Am I positing that morals should be divorced from fiction? That fiction is free of any moral obligation? No. Fiction’s morality lies in taking the freedom to explore and examine contemporary morals, including moral systems such as religions, with unafraid honesty. 

This has not been an easy relationship, whether in the ghastly extreme of Salman Rushdie’s experience or, say, that of Gustave Flaubert, who, commenting on the indecency case against Madame Bovary after he won it in 1857, wrote of the establishment of spurious literary values and the devaluation of real literary values such a case implies for fiction. ‘My book is going to sell unusually well … But I am infuriated when I think of the trial; it has deflected attention from the novel’s artistic success … to such a point that all this row disquiets me profoundly … I long to … publish nothing; never to be talked of again.’ 

The relationship of fiction with politics has not had the kind of husband/fatherly authoritarian sanction that morals, with their religious origins, lingeringly have.
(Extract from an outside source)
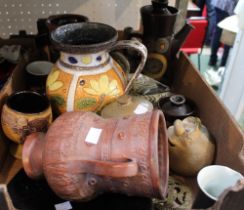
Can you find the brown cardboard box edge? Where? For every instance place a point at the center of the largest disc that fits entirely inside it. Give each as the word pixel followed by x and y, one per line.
pixel 213 113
No literary critic I know of suggests that moralizing as opposed to ‘immorality’ has no place in fiction, whereas many works of fiction are declared ‘spoiled’ by the writer’s recognition of politics as great a motivation of character as sex or religion. Of course, this lack of sanction is characteristic of an affair, a wild love affair in which great tensions arise, embraces and repulsions succeed one another, distress and celebration are confused, loyalty and betrayal change place, accusations fly. And whether the fiction writer gets involved with politics initially through his/her convictions as a citizen pushing, within, against the necessary detachment of the writer, or whether the involvement comes about through the pressure of seduction from without, the same problems in the relationship occur and have to be dealt with in the fiction as well as in the life. 

For when have writers not lived in time of political conflict? Whose Golden Age, whose Belle Epoch, whose Roaring Twenties were these so-named lovely times? 

The time of slave and peasant misery, while sculptors sought perfect proportions of the human torso? The time of revolutionaries in Czar Alexander’s prisons, while Grand Dukes built mansions in Nice? The time of the hungry and unemployed, offered the salvation of growing Fascism while playboys and girls danced balancing glasses of pink champagne? 

When, overtly or implicitly, could writers evade politics? Even those writers who have seen fiction as the pure exploration of language, as music is the exploration of sound, the babbling of Dada and the page-shuffling of Burroughs have been in reaction to what each revolted against in the politically-imposed spirit of their respective times; theirs were literary movements that were an act–however far-out–of acknowledgement of a relationship between politics and fiction. 

It seems there is no getting away from the relationship. On the one hand, we live in what Seamus Heaney calls a world where the ‘undirected play of the imagination is regarded at best as luxury or licentiousness, at worst as heresy or treason. In ideal republics … it is a common expectation that the writer will sign over his or her venturesome and potentially disruptive activity into the keeping of official doctrine, traditional system, a party line, whatever. . . ‘Gerard Manley Hopkins felt obliged to abandon poetry when he entered the Jesuits ‘as not having to do with my vocation’; a submission of the imagination to religious orthodoxy exactly comparable to that demanded of writers, in many instances in our time, by political orthodoxies. 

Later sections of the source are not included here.